In the ongoing trial of former Montreal mayor Michael Applebaum, a real estate manager told a Quebec court of his covert transactions with the then-borough mayor of Côte-des-Neiges–Notre-Dame-de-Grâce.
Robert Stein, testifying in connection with his participation in one of the two projects being investigated in the trial, attested that he received a call from Applebaum around two weeks after the Urban Consultation Committee’s approval of the demolition of a decrepit apartment building on de Troie Avenue, and the conversion of this property into new condominiums.
The approval process pushed through despite some opposition from the borough, which held that the former owner was a delinquent landlord and thus should be penalized for wholesale neglect of the apartment (instead of being rewarded).
Stein further testified that in the phone call, Applebaum asked if Stein and his business partner Anthony Keeler would be available to meet in person to supposedly discuss social housing in the borough, CBC News reported.
“This was the best day of my life ... I'm getting phone calls from the mayor of the biggest borough of Montreal,” Stein recalled.
The manager’s jubilation soon turned to disappointment, however, once Stein was allegedly asked by Applebaum if he still conducts business with Toni Magi, a Montreal businessman with known Mafia ties.
“Mr. Magi doesn't have the best reputation in this city. It wasn't a name I thought would come up in casual conversation from an elected official,” Stein told the court.
Right after the former mayor’s question, the consultation quickly degenerated into a political fundraising meeting, in which Applebaum allegedly said, “Elections are very expensive,” or “Elections aren't cheap.”

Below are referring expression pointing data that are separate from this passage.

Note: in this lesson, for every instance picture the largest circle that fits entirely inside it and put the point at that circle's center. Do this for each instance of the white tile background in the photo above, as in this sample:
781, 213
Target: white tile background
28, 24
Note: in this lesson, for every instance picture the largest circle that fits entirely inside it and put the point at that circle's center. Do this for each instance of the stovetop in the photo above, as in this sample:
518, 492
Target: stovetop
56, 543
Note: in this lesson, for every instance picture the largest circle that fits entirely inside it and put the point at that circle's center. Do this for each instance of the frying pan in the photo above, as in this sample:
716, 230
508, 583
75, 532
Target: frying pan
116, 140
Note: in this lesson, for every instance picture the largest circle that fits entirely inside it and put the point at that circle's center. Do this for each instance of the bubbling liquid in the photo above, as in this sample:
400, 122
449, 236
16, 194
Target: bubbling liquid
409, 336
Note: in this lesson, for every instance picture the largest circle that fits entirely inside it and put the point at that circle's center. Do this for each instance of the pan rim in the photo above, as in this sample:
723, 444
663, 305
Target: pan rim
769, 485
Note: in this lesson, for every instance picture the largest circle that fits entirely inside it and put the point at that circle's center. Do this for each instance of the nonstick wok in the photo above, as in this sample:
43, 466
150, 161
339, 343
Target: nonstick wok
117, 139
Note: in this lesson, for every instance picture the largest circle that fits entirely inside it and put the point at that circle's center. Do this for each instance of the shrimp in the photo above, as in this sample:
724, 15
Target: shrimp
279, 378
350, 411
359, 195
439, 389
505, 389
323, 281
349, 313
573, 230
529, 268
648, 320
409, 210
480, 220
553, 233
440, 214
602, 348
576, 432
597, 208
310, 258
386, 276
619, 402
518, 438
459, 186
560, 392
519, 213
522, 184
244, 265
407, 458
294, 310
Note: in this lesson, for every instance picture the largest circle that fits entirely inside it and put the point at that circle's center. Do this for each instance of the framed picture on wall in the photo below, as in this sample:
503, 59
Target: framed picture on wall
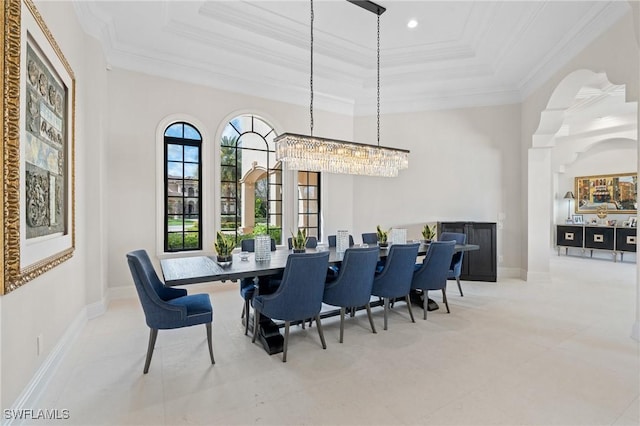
617, 193
38, 128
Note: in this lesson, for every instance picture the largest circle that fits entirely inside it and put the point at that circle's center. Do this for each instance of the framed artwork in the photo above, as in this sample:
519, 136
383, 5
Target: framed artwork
38, 147
615, 192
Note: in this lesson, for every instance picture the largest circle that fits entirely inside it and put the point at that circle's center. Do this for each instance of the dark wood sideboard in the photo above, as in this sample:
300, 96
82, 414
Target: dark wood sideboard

“It was a lot to swallow in a 20 to 30-minute period,” Stein testified, noting that the then-mayor asked him to deliver $50,000 in cash via his aide at that time.
Later in 2007, Applebaum allegedly told Stein that he needs to make a “political contribution” worth $35,000 if the latter wanted the condo project to proceed.
“A kickback, I guess, would be the definition. I would call it extortion. Some would call it a bribe,” Stein said.